Saturday marks the one-year anniversary of the massacre at Sandy Hook Elementary School that left 20 first graders and six educators dead. WNPR will bring you stories throughout this week looking at the impact of that tragedy on our community.
We start with a report about the staggering response to the shooting from all over the world. Several new websites documenting that response will launch for the first time in the coming days. There are also several photo exhibits taking place around Connecticut.
The outpouring of grief began just hours after the shooting. Outdoor memorials began to spring up all over: angels, stars, banners, and flowers. Photographer Robert Carley said, “I started seeing tributes around my town in Darien, and then around Fairfield County. I took my camera and I recorded as many tributes as I could find.”
Carley is setting up an exhibit of his photos at the Legislative Office Building in Hartford. He said he wanted to document these public expressions of grief.

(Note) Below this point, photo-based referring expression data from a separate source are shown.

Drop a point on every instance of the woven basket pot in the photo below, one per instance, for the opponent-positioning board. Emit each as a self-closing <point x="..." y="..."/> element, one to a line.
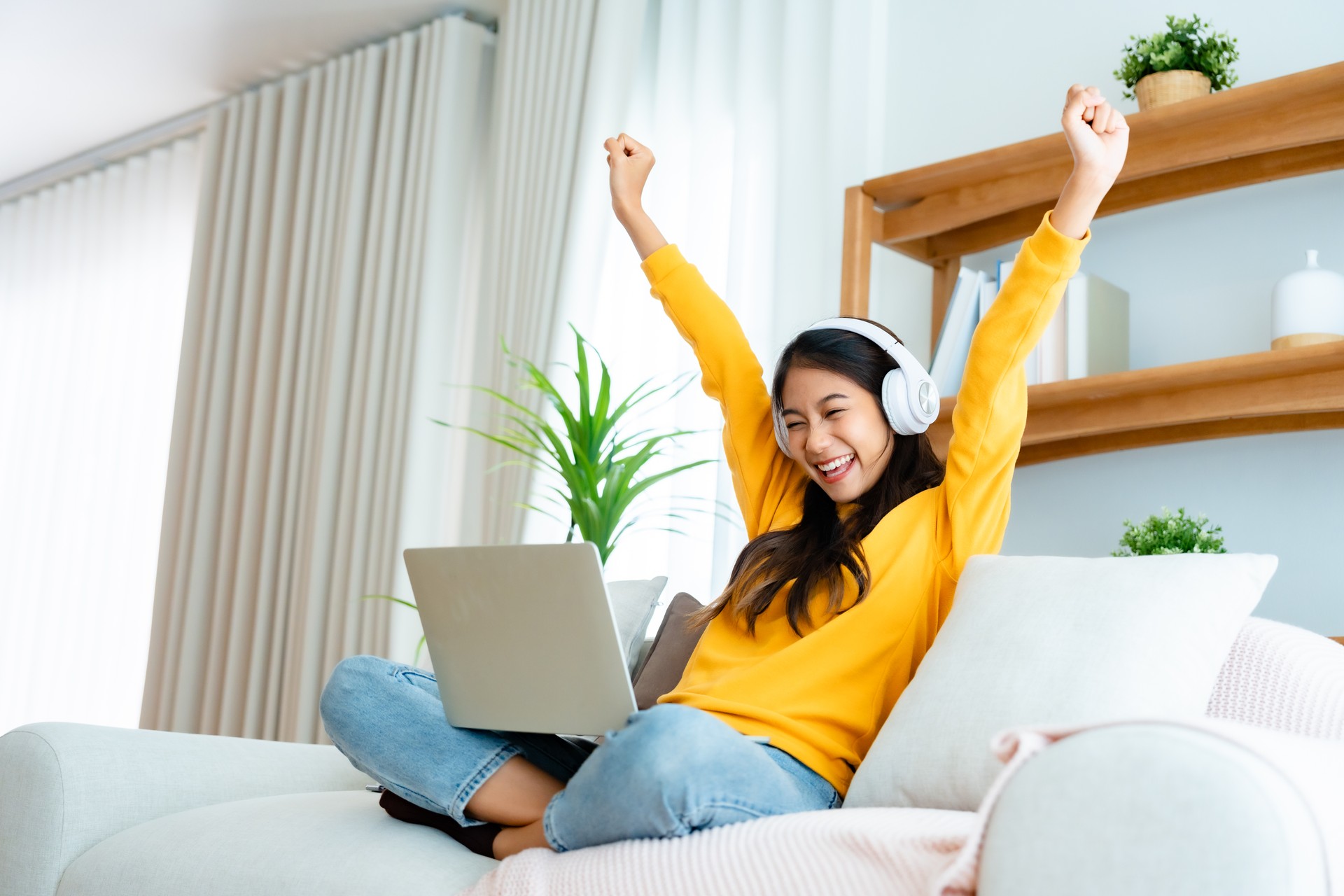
<point x="1166" y="88"/>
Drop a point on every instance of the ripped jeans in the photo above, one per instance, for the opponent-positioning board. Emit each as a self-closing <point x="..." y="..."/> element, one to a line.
<point x="671" y="770"/>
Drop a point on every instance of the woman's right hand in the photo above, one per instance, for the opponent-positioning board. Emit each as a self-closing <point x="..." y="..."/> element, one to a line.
<point x="629" y="163"/>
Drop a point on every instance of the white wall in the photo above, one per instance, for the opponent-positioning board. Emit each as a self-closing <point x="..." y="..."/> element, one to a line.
<point x="972" y="76"/>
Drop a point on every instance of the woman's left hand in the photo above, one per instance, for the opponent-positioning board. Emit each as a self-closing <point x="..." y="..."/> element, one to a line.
<point x="1097" y="133"/>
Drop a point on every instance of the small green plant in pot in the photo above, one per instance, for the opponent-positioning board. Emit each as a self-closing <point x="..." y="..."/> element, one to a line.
<point x="1170" y="533"/>
<point x="1183" y="62"/>
<point x="600" y="465"/>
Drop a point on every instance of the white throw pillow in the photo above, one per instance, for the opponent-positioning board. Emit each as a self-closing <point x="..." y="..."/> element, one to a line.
<point x="634" y="603"/>
<point x="1056" y="641"/>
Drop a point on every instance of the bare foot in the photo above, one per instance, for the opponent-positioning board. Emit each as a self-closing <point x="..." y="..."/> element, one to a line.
<point x="515" y="840"/>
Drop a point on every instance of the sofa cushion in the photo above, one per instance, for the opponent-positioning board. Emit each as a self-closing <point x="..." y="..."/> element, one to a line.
<point x="298" y="844"/>
<point x="1282" y="678"/>
<point x="1042" y="641"/>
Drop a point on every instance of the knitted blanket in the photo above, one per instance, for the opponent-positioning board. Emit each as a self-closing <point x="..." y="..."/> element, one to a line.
<point x="1276" y="678"/>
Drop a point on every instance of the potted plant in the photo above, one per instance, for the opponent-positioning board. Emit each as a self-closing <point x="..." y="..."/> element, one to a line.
<point x="1170" y="533"/>
<point x="597" y="463"/>
<point x="1184" y="62"/>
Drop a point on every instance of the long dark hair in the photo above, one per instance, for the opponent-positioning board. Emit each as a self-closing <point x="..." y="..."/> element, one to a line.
<point x="823" y="546"/>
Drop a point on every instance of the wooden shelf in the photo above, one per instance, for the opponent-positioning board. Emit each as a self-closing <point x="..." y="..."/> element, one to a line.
<point x="1266" y="131"/>
<point x="1278" y="391"/>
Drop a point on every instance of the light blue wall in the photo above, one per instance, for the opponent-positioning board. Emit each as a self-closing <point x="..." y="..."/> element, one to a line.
<point x="972" y="76"/>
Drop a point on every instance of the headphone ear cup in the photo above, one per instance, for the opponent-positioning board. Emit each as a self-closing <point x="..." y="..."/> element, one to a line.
<point x="781" y="434"/>
<point x="895" y="403"/>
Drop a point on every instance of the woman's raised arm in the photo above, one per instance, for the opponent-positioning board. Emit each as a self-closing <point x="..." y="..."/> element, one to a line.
<point x="991" y="413"/>
<point x="762" y="477"/>
<point x="631" y="163"/>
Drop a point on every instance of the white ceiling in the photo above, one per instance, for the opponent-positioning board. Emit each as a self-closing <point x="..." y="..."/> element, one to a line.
<point x="76" y="74"/>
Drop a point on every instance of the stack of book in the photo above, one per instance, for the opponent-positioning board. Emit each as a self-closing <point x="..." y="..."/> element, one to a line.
<point x="1088" y="336"/>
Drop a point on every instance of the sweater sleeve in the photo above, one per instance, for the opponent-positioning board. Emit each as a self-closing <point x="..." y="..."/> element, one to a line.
<point x="991" y="412"/>
<point x="762" y="476"/>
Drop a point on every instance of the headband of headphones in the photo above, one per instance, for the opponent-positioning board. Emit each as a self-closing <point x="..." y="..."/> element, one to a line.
<point x="909" y="394"/>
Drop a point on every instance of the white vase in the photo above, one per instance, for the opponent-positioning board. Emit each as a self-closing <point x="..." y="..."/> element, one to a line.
<point x="1307" y="307"/>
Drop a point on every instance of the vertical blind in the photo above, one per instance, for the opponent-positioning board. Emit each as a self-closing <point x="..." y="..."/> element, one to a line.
<point x="93" y="282"/>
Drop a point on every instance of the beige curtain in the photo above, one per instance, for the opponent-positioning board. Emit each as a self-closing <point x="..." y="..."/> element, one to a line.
<point x="93" y="282"/>
<point x="565" y="78"/>
<point x="331" y="202"/>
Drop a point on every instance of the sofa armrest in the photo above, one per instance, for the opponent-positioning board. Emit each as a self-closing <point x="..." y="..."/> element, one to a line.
<point x="65" y="786"/>
<point x="1209" y="806"/>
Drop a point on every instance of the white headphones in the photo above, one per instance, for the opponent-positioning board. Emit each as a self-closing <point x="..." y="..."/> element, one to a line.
<point x="909" y="394"/>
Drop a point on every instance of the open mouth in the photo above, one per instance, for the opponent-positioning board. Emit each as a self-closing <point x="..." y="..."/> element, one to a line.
<point x="838" y="473"/>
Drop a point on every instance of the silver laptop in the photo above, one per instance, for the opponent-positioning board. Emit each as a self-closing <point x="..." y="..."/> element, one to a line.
<point x="522" y="637"/>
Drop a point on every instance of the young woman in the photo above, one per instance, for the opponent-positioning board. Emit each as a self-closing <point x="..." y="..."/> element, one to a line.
<point x="858" y="536"/>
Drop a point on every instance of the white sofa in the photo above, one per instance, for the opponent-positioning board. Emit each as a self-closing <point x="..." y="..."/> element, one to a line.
<point x="1142" y="808"/>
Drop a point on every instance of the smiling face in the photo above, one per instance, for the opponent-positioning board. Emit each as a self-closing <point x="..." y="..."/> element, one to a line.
<point x="830" y="416"/>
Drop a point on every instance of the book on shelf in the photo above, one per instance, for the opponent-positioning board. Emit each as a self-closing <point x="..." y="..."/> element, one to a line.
<point x="1098" y="327"/>
<point x="1088" y="335"/>
<point x="949" y="355"/>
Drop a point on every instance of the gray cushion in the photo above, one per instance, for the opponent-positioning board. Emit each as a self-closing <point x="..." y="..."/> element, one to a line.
<point x="634" y="602"/>
<point x="671" y="650"/>
<point x="324" y="843"/>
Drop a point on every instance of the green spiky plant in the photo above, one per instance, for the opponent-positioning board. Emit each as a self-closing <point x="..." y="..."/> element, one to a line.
<point x="1170" y="533"/>
<point x="1186" y="45"/>
<point x="596" y="460"/>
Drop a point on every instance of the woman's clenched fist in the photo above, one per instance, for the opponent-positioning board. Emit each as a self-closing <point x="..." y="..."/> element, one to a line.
<point x="629" y="163"/>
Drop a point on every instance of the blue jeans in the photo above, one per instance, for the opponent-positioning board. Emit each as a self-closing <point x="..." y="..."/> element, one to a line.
<point x="668" y="771"/>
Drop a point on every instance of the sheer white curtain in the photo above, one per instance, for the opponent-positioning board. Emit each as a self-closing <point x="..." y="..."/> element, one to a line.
<point x="760" y="115"/>
<point x="93" y="282"/>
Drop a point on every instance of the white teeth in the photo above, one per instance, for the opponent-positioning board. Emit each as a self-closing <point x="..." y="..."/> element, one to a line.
<point x="838" y="463"/>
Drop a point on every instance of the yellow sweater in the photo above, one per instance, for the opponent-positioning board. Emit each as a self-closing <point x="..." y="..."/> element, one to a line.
<point x="823" y="697"/>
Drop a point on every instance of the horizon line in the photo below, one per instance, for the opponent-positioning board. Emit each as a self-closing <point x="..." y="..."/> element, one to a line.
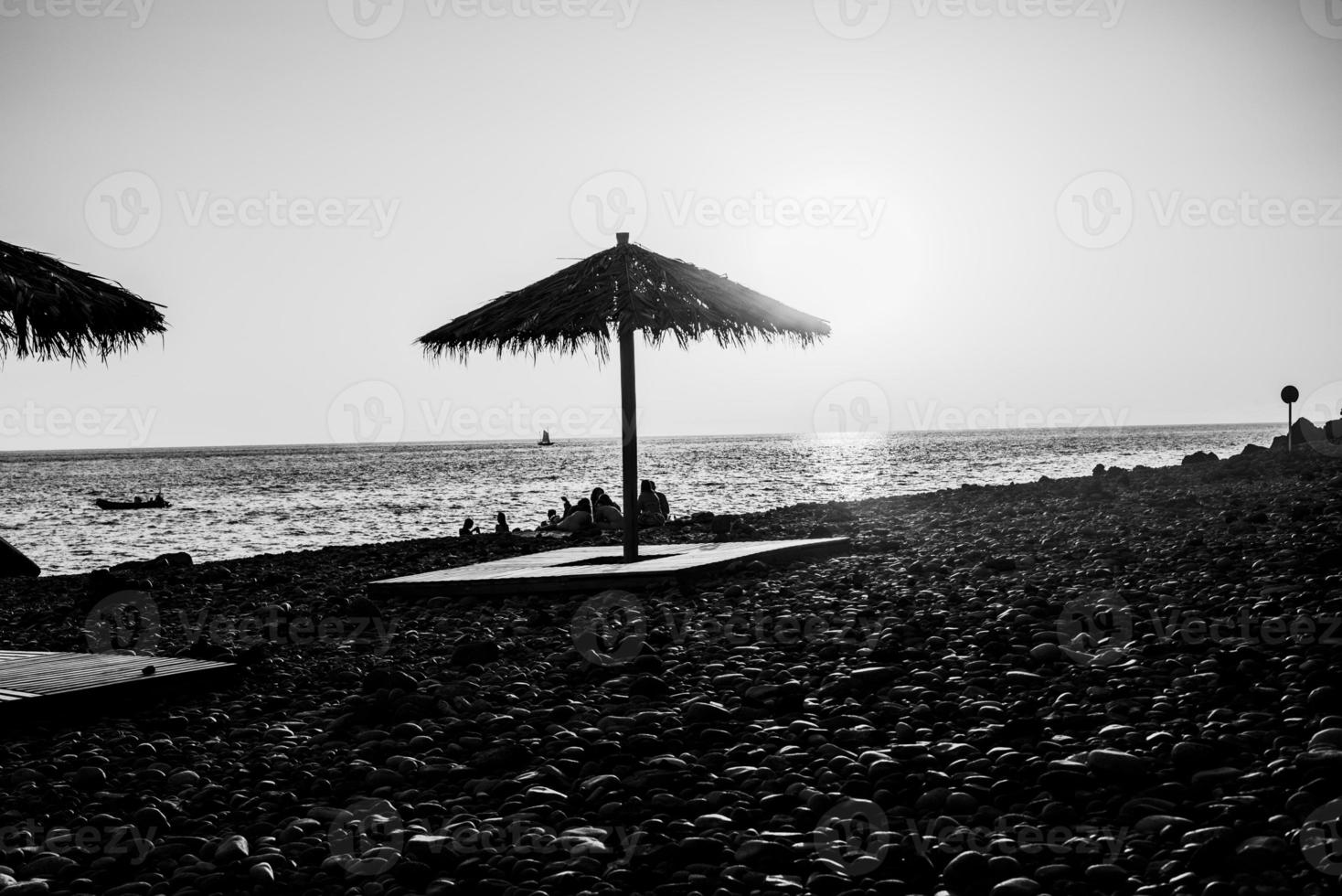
<point x="615" y="439"/>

He did a similar thing following the September 11 terrorist attacks. "My lesson from 9/11," he said, "is that things don’t last too long. I want to be able to preserve them for other people. Ten years from now, 20 years from now, people can look back, and see what happened, and how people reacted."
One image is of a teddy bear strapped to a street sign holding a cross. Another photo shows clusters of angels. In a third, you see a banner that reads, "There is no foot so tiny that it can’t leave an imprint on this world."
"I think the most moving, for me," Carley said, "was a bouquet of roses that were carved out of wood, with the face of each victim imprinted. They were placed on a telephone pole right in the center of Sandy Hook."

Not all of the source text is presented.